レッドブルはなぜ世界で52億本も売れるのか
ヴォルフガング ヒュアヴェーガー, 長谷川 圭, and 楠木 建
日経BP / 2013-10-28
この本について
仕事で「どうすればもっと伝わるだろう」とか、「いいものをつくっても広まらないな」とか、そんな行き詰まりにぶつかることがよくあります。頑張って説明すれば伝わるはず、と信じたいけれど、現実はそこまで素直じゃない。そんなときに読むと、少し肩の力が抜けたのが『レッドブルはなぜ世界で52億本も売れるのか』でした。 この本が面白いのは、レッドブルが“説明ではなく世界観”で勝負してきた過程を、とても具体的に描いているところです。たとえば売上の三分の一をマーケティングに投入し、商品の中身よりも「関心」という希少資源をどうつかむかに全力を注ぐ姿勢。
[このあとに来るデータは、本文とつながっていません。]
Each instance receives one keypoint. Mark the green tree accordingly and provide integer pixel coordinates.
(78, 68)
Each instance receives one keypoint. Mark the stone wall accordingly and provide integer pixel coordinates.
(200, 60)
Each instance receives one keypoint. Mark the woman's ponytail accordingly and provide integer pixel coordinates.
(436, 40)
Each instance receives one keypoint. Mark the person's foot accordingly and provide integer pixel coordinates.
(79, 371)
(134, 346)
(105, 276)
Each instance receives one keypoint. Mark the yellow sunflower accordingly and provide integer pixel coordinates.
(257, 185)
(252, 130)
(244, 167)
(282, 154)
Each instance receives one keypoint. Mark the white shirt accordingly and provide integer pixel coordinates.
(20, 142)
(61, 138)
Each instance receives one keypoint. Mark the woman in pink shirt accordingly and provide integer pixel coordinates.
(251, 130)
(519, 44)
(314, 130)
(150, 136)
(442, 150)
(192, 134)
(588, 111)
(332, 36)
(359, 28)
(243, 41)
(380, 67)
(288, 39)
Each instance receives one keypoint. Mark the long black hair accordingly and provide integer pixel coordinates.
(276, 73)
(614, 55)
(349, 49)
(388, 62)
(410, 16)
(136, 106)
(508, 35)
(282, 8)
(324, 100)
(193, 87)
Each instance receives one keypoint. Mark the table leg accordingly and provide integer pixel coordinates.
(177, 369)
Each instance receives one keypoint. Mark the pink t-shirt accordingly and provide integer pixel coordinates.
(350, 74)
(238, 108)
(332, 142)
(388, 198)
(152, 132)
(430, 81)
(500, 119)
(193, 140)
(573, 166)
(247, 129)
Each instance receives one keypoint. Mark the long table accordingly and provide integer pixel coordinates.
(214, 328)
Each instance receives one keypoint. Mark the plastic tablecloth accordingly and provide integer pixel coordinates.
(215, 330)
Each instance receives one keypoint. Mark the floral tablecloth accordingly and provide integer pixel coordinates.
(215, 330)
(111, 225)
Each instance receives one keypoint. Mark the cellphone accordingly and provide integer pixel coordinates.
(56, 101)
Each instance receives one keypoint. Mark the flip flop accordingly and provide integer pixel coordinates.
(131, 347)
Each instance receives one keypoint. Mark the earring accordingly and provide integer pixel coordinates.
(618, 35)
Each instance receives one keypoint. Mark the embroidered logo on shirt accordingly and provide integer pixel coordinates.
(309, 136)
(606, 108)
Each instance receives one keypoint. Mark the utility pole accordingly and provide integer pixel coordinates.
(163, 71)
あるいは、生産も流通も他社に任せて、企業そのものを巨大なマーケティング機構として割り切る発想。スポーツやサブカルチャーの現場に自ら入り込み、ロゴを撒き散らすのではなく、まず“場”を作ってしまう動き方。どれも効率は悪そうなのに、不思議と腹に落ちます。 読んでいて一番刺さったのは、「商品の価値より、そこで生まれる体験に対して人は対価を払う」という考えです。仕事でも同じで、説明を整える前に“どう見せたいか” “どんな感情を持ち帰ってほしいか”を決めるほうが早い場面がある。レッドブルの事例は極端に見えて、実は日々の小さなアウトプットにも置き換えられる話ばかりでした。 自分の仕事が「中身はいいのに伝わりきらない」と感じている人に、とても静かに効く一冊だと思います。